Onun üzerine de senin haklı olarak sorduğun sorulara benzer sorular üretiyor. Eğer bir şey yapmasaydık o zaman gelişim olmazdı, evrim olmazdı diye düşünüyor. Oysa durum bu değil. Tek sorun bunu ikilik üzerine dayalı kelimelerle, ya da zihinle nasıl anlatabiliriz? Bunu anlamanın tek yolu bedensel deneyimler. Örneğin araba kullandığını düşün. Eğer deneyimli bir şoförsen, uzun yolda giderken nasıl vites değiştirdiğini, hızını nerede azaltman, nerede artırman gerektiğini düşünmezsin. Ya da yola aniden bir çocuk çıkıverirse, “şimdi fren yapmalıyım.
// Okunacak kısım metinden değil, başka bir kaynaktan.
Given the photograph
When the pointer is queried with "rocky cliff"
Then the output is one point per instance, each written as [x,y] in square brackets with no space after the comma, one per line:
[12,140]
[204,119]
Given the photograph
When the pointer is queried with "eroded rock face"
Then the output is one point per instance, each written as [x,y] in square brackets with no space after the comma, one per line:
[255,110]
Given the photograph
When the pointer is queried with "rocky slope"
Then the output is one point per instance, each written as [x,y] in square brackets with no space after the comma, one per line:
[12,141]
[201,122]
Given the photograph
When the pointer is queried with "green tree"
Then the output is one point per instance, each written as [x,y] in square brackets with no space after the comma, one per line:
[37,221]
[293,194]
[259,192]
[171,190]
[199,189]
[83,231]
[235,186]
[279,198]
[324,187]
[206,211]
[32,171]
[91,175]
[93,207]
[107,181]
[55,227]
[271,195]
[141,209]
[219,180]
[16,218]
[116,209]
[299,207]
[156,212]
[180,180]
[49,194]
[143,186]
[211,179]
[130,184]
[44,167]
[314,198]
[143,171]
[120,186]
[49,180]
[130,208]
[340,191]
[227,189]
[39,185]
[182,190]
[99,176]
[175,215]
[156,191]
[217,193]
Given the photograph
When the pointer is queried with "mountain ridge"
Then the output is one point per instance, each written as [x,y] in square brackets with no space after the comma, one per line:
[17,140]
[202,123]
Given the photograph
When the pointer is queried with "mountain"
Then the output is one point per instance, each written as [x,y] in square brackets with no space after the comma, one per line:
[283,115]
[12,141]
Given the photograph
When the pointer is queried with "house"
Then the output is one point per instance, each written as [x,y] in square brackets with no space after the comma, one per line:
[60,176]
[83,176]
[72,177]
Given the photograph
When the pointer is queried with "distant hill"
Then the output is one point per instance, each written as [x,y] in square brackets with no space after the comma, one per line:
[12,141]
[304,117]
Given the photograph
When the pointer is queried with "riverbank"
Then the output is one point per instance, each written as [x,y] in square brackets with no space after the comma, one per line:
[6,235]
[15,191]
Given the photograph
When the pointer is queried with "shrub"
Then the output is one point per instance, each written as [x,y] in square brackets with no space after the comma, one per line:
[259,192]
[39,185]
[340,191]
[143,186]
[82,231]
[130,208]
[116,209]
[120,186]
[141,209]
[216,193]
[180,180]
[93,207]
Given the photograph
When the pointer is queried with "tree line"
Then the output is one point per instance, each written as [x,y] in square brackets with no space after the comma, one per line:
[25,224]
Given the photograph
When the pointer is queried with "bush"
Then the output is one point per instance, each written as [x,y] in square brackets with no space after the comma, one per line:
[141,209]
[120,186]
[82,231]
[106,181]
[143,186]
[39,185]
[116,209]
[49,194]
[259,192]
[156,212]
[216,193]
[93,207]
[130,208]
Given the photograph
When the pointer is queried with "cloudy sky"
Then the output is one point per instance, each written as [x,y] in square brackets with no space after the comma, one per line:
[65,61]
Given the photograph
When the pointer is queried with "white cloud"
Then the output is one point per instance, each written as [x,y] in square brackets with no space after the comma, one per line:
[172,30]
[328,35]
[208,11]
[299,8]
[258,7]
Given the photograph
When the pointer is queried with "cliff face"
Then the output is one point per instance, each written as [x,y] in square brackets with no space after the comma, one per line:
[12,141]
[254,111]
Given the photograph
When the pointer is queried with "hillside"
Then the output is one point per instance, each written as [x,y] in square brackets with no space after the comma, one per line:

Fakat bu hızla fren yaparsam o zaman yoldan çıkarım. Bu durumda ne yapmalıyım? Acaba direksiyonu kırarak çocuğun yanından mı geçsem? Ama mesafe çok az; eğer öyle bir şey yapmaya kalkarsam o zaman takla atabilirim.” gibi şeyler düşünmezsin. Eğer bütün bunları düşünür durursan, bir saniyeden az bir zamanda büyük olasılıkla tepki veremez ve karşındaki çocuğa çarparsın. Bunun yerine ne olur? 100 km hızla gidiyorsundur. Karşına bir çocuk çıkar. Frene basarsın; ya da direksiyonu kırarsın. Normalde araba kullanırken asla yapamayacağın cüretkar bir tavır sergilersin. Sonuçta ya durur, ya çocuğun yanından sıyrılır geçer ya da çocuğa çarparsın. Sonuç ne olursa olsun düşünmezsin. Bu anlamda aslında bir şey yapmazsın; yalnızca bir şey olur. Bu tür yüksek hızlarda benzeri deneyimler yaşayan insanlar bu deneyimlerini anlatırken hep şu tür şeyler söylerler: “Bir şey frene basmama neden oldu. Bir şey direksiyonu kırmama sebep oldu. Bir şey gaza basıp çocuk yolun ortasında gelmeden o çizgiyi geçmeme sebep oldu. Eğer bunu yapmasaydım çocuğa çarpmış ve öldürmüştüm.” Peki ama eğer frene basma, direksiyonu kırma ya da hızlanma kararını veren ben değilsem o zaman kim? Eğer ben yapmıyorsam ama bir eylem oluyorsa o zaman bunu yapan kim?
Hasan Sonsuz:
Kim diye sorsam?
Cem Şen:
Peki ben sana sorsam?
Hasan Sonsuz:
Olmaz önce ben sordum.
Cem Şen:
O zaman soruma şöyle bir ek yapayım. Buna benzer bir deneyim yaşadın mı? Bunun illa araba ile olması gerekmiyor.
Hasan Sonsuz:
Evet yaşadım. Hem de defalarca. Her seferinde de kafamı yukarı kaldırıp, “Eyvallah” dedim.
Cem Şen:
Evet. Genellikle verilen yanıt “Allah korudu,” olur. Koruyan yüce bir varlık mı yoksa başka bir şey mi dilersen bunu da tartışırız ama bundan önce konunun anlaşılmasını sağlamak için şunu sormama izin ver. Bir şekilde bu deneyimi yaşarken sanki sen “yapmamışsın gibi” bir durum vardır öyle değil mi? Yani dışardan bir destek atılmış gibi bir his vardır. Ama çok da dışında değilsindir işin ama sanki senin dışında bir güç müdahil olmuştur.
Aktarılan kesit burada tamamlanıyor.